I am using an EXTENDED Persistent Context because it will allow me to Lazily Load a one-many relationship on an object and it also won't require a SELECT before I "merge" an object with the persistent context.
I have an DummyObject with:
A "Last Updated" Date Field
A One-Many Relationship
This Object is being updated every 5 seconds in one JVM through a em.merge(DummyObject)
call.
In another JVM, I query for the DummyObject doing a call like the following
em.createQuery("from DummyObject").getResultList();
I am also doing this Query every 5 seconds.
The problem is, is that the Objects resulted from the Query all have a Timestamp of the very first Query after successive calls, even though Hibernate is generating the correct SQL statement (when I have statement logging on), and the Database is getting the updates correctly (I have verified).

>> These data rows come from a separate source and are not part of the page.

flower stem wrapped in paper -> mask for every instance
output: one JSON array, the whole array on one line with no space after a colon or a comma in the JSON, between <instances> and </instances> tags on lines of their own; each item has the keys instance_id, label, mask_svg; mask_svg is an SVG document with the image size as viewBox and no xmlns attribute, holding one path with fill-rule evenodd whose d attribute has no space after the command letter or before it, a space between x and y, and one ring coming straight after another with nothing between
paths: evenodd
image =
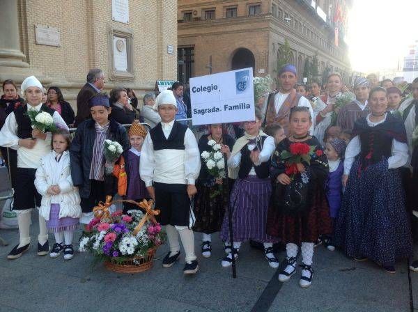
<instances>
[{"instance_id":1,"label":"flower stem wrapped in paper","mask_svg":"<svg viewBox=\"0 0 418 312\"><path fill-rule=\"evenodd\" d=\"M104 141L105 172L107 176L113 174L114 166L123 153L123 148L118 142L111 140Z\"/></svg>"},{"instance_id":2,"label":"flower stem wrapped in paper","mask_svg":"<svg viewBox=\"0 0 418 312\"><path fill-rule=\"evenodd\" d=\"M225 159L224 154L220 151L221 146L217 143L215 140L210 140L208 142L212 148L210 152L203 151L201 156L203 160L203 164L206 166L208 173L212 176L215 181L222 180L226 177L225 173ZM210 194L210 198L213 198L222 194L222 184L217 183L217 189Z\"/></svg>"},{"instance_id":3,"label":"flower stem wrapped in paper","mask_svg":"<svg viewBox=\"0 0 418 312\"><path fill-rule=\"evenodd\" d=\"M32 129L38 129L41 132L54 132L58 127L54 123L52 116L43 111L29 110L28 116L31 119Z\"/></svg>"}]
</instances>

I have also tried all sorts of optimistic locking with @Version to no avail. (See comments)
Another thing is that this does work correctly when:
I change the PersistentContextType to TRANSACTIONAL (something that will not allow me to lazily load the ONE-MANY relationship)

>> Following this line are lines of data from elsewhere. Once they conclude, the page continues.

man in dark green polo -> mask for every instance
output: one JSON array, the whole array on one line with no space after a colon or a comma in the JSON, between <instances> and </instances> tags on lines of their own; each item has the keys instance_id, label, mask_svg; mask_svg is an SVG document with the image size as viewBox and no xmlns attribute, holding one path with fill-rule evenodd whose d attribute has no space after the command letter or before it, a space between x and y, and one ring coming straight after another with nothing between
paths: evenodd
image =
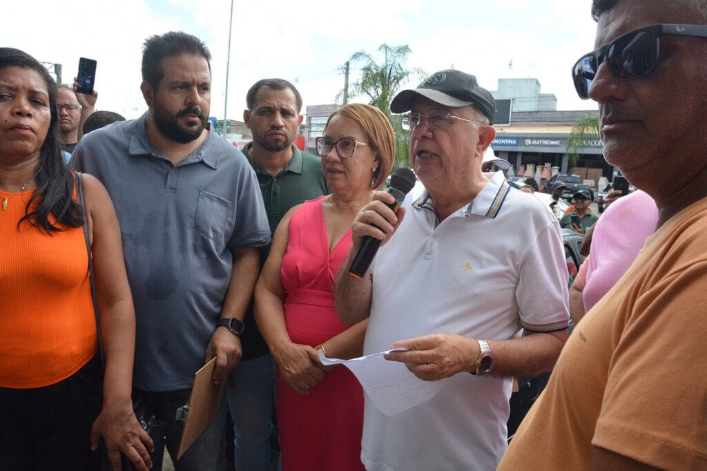
<instances>
[{"instance_id":1,"label":"man in dark green polo","mask_svg":"<svg viewBox=\"0 0 707 471\"><path fill-rule=\"evenodd\" d=\"M582 188L575 192L572 197L574 198L574 211L562 216L560 219L560 227L572 229L580 234L586 233L589 228L594 226L594 223L599 219L598 216L589 210L589 205L592 204L592 194L588 190ZM578 218L579 224L576 223ZM573 219L575 220L574 222L572 221Z\"/></svg>"},{"instance_id":2,"label":"man in dark green polo","mask_svg":"<svg viewBox=\"0 0 707 471\"><path fill-rule=\"evenodd\" d=\"M290 82L258 81L246 95L243 120L253 135L243 153L255 170L270 230L292 207L329 192L319 157L303 153L292 142L303 116L302 97ZM269 246L262 250L261 268ZM275 366L253 319L252 304L241 337L243 359L231 376L228 406L235 432L235 468L269 470Z\"/></svg>"}]
</instances>

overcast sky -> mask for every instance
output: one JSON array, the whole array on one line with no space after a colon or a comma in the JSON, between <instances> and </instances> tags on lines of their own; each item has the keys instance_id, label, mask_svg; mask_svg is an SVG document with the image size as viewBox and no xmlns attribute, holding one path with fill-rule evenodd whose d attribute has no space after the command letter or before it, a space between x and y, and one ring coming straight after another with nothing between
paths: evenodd
<instances>
[{"instance_id":1,"label":"overcast sky","mask_svg":"<svg viewBox=\"0 0 707 471\"><path fill-rule=\"evenodd\" d=\"M64 81L81 57L98 60L97 108L139 116L141 47L180 30L213 55L211 115L222 119L230 0L30 0L5 2L0 45L63 64ZM428 73L454 67L496 90L501 78L537 78L559 110L592 110L574 91L570 69L593 49L590 0L235 0L228 115L241 120L256 81L295 83L308 105L334 103L341 66L359 50L407 44L408 66ZM512 67L509 64L513 64ZM352 64L351 81L360 74ZM409 86L417 85L417 78ZM366 102L364 97L354 101ZM303 110L304 111L304 110Z\"/></svg>"}]
</instances>

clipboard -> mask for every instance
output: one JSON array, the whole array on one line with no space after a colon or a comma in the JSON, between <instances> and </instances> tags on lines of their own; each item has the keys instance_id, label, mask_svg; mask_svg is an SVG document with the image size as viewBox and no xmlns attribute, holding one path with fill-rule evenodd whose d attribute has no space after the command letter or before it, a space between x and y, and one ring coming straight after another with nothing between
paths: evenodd
<instances>
[{"instance_id":1,"label":"clipboard","mask_svg":"<svg viewBox=\"0 0 707 471\"><path fill-rule=\"evenodd\" d=\"M182 433L182 441L179 445L177 459L182 458L185 452L199 438L206 426L214 419L221 407L221 397L223 395L224 378L221 384L214 384L211 376L216 368L216 359L201 367L194 375L194 386L189 397L187 417Z\"/></svg>"}]
</instances>

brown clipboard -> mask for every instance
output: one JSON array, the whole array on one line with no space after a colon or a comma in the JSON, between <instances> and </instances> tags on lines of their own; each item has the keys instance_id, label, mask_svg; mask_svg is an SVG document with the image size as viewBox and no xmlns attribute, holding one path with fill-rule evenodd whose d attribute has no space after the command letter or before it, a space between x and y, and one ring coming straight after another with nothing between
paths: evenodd
<instances>
[{"instance_id":1,"label":"brown clipboard","mask_svg":"<svg viewBox=\"0 0 707 471\"><path fill-rule=\"evenodd\" d=\"M189 409L177 453L177 460L206 429L221 407L226 378L221 384L214 384L211 376L216 364L214 357L194 375L194 386L189 397Z\"/></svg>"}]
</instances>

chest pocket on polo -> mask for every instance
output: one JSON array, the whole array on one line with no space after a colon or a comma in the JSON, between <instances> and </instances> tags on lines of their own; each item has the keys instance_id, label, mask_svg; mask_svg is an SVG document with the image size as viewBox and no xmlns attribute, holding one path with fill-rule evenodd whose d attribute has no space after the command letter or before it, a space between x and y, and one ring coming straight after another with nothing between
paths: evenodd
<instances>
[{"instance_id":1,"label":"chest pocket on polo","mask_svg":"<svg viewBox=\"0 0 707 471\"><path fill-rule=\"evenodd\" d=\"M228 199L203 190L199 190L194 226L210 239L223 237L232 207L233 204Z\"/></svg>"}]
</instances>

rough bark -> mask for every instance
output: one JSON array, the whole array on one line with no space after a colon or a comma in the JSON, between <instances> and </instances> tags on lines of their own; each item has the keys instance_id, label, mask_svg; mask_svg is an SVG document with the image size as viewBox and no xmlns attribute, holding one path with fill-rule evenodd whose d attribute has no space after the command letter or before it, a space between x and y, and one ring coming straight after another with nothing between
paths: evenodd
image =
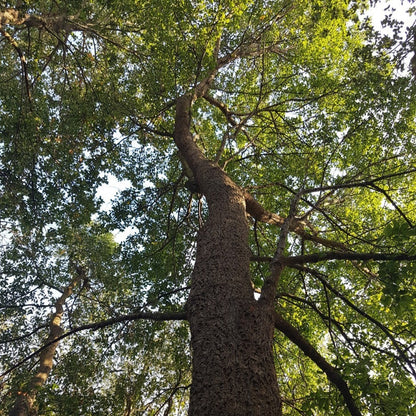
<instances>
[{"instance_id":1,"label":"rough bark","mask_svg":"<svg viewBox=\"0 0 416 416\"><path fill-rule=\"evenodd\" d=\"M191 96L177 102L175 142L205 195L187 303L193 352L190 416L281 414L272 350L273 310L250 284L242 190L207 160L190 134Z\"/></svg>"}]
</instances>

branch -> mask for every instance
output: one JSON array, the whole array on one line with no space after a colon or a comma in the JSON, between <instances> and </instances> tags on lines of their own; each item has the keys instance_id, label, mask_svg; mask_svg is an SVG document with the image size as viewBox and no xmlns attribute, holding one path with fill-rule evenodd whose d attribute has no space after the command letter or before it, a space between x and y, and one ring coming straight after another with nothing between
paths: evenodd
<instances>
[{"instance_id":1,"label":"branch","mask_svg":"<svg viewBox=\"0 0 416 416\"><path fill-rule=\"evenodd\" d=\"M337 290L334 286L332 286L327 279L325 279L324 275L316 270L310 269L309 267L302 267L302 266L292 266L297 270L302 270L310 275L316 277L323 285L325 285L334 295L340 298L346 305L348 305L351 309L355 312L363 316L365 319L372 322L377 328L379 328L386 336L389 338L391 343L393 344L394 348L396 348L400 358L408 365L409 371L414 378L416 378L416 369L413 367L411 361L407 358L405 350L402 349L399 342L393 336L392 332L389 328L379 322L377 319L373 318L367 312L360 309L357 305L355 305L351 300L349 300L343 293Z\"/></svg>"},{"instance_id":2,"label":"branch","mask_svg":"<svg viewBox=\"0 0 416 416\"><path fill-rule=\"evenodd\" d=\"M362 416L360 410L355 404L354 398L348 388L347 383L331 364L329 364L324 357L306 340L302 334L286 321L280 314L275 312L274 316L275 327L283 334L285 334L295 345L297 345L304 354L309 357L328 377L328 379L337 387L342 394L345 404L351 416Z\"/></svg>"},{"instance_id":3,"label":"branch","mask_svg":"<svg viewBox=\"0 0 416 416\"><path fill-rule=\"evenodd\" d=\"M271 260L271 258L269 258ZM415 261L416 255L404 253L352 253L329 251L326 253L305 254L303 256L284 257L282 262L288 266L304 263L319 263L327 260L378 260L378 261Z\"/></svg>"},{"instance_id":4,"label":"branch","mask_svg":"<svg viewBox=\"0 0 416 416\"><path fill-rule=\"evenodd\" d=\"M249 192L244 192L244 197L246 199L246 211L257 221L277 225L281 227L285 221L285 218L277 215L273 212L267 211ZM306 222L302 221L299 218L294 218L291 221L289 230L296 233L299 237L302 237L304 240L313 241L317 244L323 245L324 247L350 251L350 249L343 243L338 241L328 240L317 236L316 234L310 234L305 230Z\"/></svg>"},{"instance_id":5,"label":"branch","mask_svg":"<svg viewBox=\"0 0 416 416\"><path fill-rule=\"evenodd\" d=\"M296 195L290 203L289 215L283 222L282 228L280 230L279 240L277 242L276 252L273 256L272 261L270 262L270 275L265 280L261 289L260 299L266 300L266 302L269 305L272 304L275 298L277 284L279 282L282 271L285 268L285 264L281 260L284 258L283 253L285 251L287 237L289 235L289 230L292 225L292 220L295 218L299 196L300 195Z\"/></svg>"},{"instance_id":6,"label":"branch","mask_svg":"<svg viewBox=\"0 0 416 416\"><path fill-rule=\"evenodd\" d=\"M17 364L11 366L7 371L0 374L0 379L7 374L11 373L16 368L23 365L25 362L31 360L33 357L38 355L40 352L45 350L46 348L50 347L52 344L61 341L64 338L67 338L71 335L74 335L81 331L86 330L93 330L96 331L97 329L106 328L107 326L111 326L120 322L127 322L127 321L136 321L138 319L148 319L150 321L182 321L186 320L186 312L179 311L179 312L135 312L127 315L120 315L114 318L105 319L104 321L94 322L91 324L81 325L79 327L73 328L68 332L60 335L59 337L55 338L53 341L48 342L47 344L43 345L42 347L38 348L35 352L25 357L23 360L19 361Z\"/></svg>"}]
</instances>

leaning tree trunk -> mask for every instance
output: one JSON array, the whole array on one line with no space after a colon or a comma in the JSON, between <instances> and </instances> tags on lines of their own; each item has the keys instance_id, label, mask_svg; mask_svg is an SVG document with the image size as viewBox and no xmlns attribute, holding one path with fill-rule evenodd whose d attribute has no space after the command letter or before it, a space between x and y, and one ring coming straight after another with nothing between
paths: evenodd
<instances>
[{"instance_id":1,"label":"leaning tree trunk","mask_svg":"<svg viewBox=\"0 0 416 416\"><path fill-rule=\"evenodd\" d=\"M190 416L278 416L273 310L256 302L244 194L190 134L191 96L177 102L175 142L205 195L187 302L193 353Z\"/></svg>"}]
</instances>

I do an EntityManager.clear() call before I do the Query above (Something that will also not allow me to lazily load the ONE-MANY relationship).
Why does my Query return stale data? I have no Second Level Caching or Query Caching enabled.
Am I doing something wrong? Is there something I can set through query.setHint( , )?
Maybe I don't understand "EXTENDED" vs TRANSACTIONAL correctly.